With the feds closing in, Belfort is desperate to hide his mountain of money. He hooks up with an amoral banker in Switzerland to launder his money and hires the family of one of his associates to transport the cash.

 

In Belfort’s world, money (and the promise of it) buys everything—from the sprawling mansions, hedonistic Vegas parties and beautiful trophy wives. But the lure of Belford’s money also unearths the pathetic, too—the female employee who shaves her head in front of Belford’s staff so that Belfort will write her a check for double D breasts, to the lackeys who employ high pressure sales tactics to acquire fat checks and the “good life.”

 

“Are you behind on your credit card bills? Does your girlfriend think you’re a loser? Pick up that phone and dial!” Belfort yells at his employees.

 

Belfort’s consumption of drugs continues to escalate.

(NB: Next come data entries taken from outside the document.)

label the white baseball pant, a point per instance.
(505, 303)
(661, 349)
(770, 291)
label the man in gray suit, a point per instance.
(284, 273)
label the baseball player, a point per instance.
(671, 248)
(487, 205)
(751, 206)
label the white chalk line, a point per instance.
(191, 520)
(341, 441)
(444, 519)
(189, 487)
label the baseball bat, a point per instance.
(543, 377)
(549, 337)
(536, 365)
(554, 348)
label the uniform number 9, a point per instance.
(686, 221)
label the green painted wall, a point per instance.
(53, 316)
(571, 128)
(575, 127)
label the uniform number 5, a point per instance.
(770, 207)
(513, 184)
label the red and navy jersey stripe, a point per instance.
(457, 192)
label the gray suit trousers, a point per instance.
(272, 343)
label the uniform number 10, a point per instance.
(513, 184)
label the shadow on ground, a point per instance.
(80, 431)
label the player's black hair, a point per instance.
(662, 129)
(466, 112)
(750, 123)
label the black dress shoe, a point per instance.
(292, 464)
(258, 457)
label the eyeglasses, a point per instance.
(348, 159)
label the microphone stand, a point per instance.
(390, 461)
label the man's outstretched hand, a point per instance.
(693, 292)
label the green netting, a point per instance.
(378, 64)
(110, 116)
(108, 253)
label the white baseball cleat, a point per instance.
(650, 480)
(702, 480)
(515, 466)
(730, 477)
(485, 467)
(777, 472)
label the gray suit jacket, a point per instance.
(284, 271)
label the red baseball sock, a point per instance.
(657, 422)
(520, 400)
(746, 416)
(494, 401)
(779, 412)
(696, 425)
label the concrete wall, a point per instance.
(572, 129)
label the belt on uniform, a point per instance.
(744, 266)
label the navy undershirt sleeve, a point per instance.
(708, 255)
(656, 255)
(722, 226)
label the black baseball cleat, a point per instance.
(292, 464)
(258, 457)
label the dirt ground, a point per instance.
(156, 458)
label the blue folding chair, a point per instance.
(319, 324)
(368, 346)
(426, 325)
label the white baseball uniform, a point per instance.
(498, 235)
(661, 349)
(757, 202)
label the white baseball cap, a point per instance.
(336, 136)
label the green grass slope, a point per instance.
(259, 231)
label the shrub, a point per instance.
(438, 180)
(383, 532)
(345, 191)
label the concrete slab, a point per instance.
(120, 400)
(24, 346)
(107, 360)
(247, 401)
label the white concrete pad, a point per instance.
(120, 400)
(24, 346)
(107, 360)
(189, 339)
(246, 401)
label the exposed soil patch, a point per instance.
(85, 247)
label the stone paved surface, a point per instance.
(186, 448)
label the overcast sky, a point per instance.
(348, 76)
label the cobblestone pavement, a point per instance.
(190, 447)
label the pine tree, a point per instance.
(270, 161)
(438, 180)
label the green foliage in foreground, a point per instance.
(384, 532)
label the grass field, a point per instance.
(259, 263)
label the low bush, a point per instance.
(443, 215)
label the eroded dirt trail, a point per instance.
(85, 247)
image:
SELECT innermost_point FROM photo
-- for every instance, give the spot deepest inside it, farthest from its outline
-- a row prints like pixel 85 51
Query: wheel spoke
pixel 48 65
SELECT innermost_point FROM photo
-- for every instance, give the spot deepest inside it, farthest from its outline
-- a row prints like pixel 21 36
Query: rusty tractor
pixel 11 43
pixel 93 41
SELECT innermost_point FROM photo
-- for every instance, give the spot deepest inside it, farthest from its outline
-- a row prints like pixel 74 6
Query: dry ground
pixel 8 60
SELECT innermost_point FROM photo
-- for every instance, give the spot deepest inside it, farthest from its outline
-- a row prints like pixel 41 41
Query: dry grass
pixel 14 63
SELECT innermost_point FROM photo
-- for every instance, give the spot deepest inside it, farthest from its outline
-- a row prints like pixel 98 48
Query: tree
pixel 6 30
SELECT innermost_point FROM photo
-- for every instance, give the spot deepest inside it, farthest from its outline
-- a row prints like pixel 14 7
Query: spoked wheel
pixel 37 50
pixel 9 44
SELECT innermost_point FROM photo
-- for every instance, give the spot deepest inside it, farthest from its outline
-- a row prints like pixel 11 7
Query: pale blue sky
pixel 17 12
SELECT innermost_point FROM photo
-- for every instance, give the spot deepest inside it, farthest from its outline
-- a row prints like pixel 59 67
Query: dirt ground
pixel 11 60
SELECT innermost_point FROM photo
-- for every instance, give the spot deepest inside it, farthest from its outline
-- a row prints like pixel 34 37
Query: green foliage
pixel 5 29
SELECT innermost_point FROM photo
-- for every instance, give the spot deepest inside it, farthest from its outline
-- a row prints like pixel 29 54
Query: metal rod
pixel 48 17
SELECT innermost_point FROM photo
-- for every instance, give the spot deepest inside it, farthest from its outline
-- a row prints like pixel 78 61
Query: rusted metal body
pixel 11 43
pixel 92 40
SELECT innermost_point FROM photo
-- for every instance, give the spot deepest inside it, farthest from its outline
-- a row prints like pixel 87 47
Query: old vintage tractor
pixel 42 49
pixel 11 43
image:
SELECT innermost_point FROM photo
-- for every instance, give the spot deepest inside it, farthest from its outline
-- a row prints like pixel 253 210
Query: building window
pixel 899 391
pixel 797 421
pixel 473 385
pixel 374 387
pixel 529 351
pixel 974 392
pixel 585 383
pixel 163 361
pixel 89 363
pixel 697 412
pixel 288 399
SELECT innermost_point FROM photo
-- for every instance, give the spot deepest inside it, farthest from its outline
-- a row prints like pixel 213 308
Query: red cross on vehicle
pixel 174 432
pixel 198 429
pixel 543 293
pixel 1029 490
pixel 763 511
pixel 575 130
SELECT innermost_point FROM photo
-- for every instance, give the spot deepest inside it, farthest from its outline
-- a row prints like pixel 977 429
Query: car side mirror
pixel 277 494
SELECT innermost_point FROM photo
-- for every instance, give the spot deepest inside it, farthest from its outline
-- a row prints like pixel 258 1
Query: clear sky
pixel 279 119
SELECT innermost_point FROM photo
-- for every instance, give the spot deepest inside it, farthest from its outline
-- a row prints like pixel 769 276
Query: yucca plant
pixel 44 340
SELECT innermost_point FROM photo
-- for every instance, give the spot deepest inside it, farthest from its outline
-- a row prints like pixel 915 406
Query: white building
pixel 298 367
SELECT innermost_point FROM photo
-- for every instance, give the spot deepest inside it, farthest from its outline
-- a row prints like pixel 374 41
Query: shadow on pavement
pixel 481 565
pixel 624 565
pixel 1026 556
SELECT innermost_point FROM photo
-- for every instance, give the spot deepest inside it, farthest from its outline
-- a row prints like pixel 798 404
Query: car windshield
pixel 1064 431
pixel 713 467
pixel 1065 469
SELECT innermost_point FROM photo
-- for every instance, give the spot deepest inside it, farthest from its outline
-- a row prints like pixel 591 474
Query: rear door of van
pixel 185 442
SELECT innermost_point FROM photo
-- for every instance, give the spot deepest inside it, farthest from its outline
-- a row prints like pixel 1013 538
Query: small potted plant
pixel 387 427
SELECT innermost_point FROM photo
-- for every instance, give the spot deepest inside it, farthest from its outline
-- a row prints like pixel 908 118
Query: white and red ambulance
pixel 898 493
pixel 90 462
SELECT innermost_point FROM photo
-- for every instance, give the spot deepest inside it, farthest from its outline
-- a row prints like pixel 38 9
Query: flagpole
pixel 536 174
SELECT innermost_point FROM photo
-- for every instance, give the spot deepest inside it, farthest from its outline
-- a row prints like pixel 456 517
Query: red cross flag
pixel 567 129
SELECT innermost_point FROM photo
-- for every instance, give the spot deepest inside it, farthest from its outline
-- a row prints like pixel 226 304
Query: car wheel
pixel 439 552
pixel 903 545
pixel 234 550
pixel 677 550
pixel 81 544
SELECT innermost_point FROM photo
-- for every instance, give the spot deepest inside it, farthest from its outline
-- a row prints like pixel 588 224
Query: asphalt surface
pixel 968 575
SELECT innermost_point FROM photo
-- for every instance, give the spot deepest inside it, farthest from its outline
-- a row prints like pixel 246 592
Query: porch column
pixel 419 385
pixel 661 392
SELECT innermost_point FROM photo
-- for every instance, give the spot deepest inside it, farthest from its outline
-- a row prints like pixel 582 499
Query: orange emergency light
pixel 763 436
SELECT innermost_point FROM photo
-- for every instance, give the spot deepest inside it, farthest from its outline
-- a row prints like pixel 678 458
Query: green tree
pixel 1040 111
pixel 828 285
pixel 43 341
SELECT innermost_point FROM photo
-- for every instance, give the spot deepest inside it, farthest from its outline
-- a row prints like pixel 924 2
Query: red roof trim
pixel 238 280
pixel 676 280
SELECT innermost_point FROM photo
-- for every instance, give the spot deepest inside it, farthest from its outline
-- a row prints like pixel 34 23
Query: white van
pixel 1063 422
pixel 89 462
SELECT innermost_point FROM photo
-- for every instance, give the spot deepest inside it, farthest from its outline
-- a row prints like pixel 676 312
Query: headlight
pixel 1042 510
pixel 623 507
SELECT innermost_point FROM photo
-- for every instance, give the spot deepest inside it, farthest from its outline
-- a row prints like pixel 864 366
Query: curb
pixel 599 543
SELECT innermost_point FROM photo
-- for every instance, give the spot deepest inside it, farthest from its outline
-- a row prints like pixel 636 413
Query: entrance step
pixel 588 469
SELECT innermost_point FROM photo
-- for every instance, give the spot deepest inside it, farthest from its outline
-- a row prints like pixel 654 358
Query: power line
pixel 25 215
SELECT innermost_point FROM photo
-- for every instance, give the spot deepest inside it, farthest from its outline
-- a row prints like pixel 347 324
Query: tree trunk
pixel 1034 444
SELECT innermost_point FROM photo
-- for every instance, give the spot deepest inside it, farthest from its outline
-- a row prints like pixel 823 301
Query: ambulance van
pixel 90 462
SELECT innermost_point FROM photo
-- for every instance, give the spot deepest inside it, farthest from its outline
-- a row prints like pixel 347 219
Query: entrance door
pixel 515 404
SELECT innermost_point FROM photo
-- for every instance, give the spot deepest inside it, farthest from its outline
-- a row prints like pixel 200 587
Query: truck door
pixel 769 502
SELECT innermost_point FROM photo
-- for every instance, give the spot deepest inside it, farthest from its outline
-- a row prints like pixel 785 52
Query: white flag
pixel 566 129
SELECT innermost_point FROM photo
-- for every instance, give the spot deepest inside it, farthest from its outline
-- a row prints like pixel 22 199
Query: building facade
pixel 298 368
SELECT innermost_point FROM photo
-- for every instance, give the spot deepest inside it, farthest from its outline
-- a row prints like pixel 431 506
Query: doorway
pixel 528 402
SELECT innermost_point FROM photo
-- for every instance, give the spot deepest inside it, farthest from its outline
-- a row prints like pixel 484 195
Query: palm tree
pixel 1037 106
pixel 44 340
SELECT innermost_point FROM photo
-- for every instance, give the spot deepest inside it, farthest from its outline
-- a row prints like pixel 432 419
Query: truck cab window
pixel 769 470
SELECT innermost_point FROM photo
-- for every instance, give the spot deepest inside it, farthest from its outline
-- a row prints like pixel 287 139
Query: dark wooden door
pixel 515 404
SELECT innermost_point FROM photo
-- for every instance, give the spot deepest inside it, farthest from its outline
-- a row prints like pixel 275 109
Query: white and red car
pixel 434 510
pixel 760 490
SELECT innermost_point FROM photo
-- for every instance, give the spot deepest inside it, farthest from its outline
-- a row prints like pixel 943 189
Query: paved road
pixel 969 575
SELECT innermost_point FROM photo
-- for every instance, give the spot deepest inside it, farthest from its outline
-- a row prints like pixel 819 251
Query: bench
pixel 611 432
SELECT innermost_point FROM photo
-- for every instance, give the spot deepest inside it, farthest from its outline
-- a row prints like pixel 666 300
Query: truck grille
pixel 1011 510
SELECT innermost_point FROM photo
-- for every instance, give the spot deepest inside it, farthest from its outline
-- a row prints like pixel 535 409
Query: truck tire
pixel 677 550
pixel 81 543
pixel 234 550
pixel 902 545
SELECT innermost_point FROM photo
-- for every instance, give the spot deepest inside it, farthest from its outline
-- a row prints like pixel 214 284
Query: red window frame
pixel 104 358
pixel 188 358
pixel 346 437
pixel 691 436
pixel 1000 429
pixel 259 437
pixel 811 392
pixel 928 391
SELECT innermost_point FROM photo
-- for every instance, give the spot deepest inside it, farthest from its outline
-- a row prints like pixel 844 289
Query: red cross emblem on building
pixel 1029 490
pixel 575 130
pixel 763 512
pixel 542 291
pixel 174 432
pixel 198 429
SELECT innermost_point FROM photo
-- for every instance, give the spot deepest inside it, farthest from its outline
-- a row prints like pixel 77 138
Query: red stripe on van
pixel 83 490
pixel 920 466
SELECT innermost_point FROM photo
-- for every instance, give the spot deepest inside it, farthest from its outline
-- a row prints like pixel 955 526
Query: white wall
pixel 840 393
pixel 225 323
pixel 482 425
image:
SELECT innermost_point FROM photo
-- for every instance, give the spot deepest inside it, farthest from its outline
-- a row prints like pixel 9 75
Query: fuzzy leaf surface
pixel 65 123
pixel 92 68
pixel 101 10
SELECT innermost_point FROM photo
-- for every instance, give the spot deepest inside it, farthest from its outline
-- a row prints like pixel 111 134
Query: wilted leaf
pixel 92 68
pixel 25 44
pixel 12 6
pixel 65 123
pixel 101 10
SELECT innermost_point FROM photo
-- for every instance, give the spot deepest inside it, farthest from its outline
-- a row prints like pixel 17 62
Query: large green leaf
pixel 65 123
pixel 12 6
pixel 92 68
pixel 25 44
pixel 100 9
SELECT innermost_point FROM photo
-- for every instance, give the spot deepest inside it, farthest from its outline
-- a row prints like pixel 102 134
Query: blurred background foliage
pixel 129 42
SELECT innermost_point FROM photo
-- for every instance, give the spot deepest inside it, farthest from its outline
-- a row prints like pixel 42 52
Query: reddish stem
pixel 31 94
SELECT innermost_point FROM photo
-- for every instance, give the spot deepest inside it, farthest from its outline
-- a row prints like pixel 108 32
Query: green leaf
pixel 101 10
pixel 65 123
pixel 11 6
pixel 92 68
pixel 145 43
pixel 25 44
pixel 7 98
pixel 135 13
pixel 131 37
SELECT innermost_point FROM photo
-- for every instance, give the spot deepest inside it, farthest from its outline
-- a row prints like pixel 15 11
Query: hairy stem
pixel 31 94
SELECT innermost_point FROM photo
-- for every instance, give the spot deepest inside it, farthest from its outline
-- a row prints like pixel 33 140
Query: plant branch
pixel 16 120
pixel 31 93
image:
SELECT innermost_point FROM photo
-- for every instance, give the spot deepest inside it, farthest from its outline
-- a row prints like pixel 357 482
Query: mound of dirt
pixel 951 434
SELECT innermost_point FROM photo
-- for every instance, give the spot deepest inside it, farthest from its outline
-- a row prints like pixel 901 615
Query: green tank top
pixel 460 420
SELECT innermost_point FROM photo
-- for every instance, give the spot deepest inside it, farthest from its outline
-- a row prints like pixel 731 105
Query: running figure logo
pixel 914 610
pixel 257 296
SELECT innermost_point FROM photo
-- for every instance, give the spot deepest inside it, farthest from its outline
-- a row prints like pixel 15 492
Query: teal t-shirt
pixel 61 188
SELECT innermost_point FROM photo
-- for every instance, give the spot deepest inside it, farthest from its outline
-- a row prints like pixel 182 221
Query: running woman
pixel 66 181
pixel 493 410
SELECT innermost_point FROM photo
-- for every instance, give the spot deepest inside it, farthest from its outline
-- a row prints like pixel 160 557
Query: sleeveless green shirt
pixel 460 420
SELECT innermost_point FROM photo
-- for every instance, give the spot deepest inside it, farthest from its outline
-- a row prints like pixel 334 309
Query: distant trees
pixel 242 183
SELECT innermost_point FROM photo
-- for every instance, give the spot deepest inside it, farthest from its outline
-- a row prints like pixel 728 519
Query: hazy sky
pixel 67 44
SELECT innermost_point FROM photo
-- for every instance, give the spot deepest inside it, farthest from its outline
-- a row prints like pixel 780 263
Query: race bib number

I kept waiting for him to keel over with a massive seizure! On his way to Switzerland to check on his money, Belfort goes berserk on the plane after downing a bunch of Quaaludes and has to be strapped into his seat!

 

Back stateside, there is a hilarious scene where Belfort downs a high grade pharmaceutical that kicks in with a wallop. Unable to string sentences together while his body seemingly turns to rubber, Belfort attempts an excruciatingly slow crawl to his car that is like watching a modern-day Buster Keaton comedy.

 

There’s a lot more to this rags-to-riches little tale. I won’t tell you how Belfort finally gets caught, but let’s just say that The Wolf of Wall Street chronicles how one man’s greed and ambition (and love of narcotics) takes over his life and how his manic world comes crashing down.

 

DiCaprio displays a rakish charm that makes Belfort’s rags-to-riches tale bigger-than-life. Kudos also to Matthew McConaughey in a lively and humorous cameo performance, and to Jonah Hill, who plays Dicaprio’s lively sidekick.

 

The Wolf of Wall Street, directed by Martin Scorsese and released by Paramount Pictures, is a cautionary tale of a smart, brilliant man who unfortunately goes down in flames. (But check out Scorsese’s earlier work, Goodfellas with Ray Liotta—in my opinion, a slightly better grade of beleaguered anti-hero.)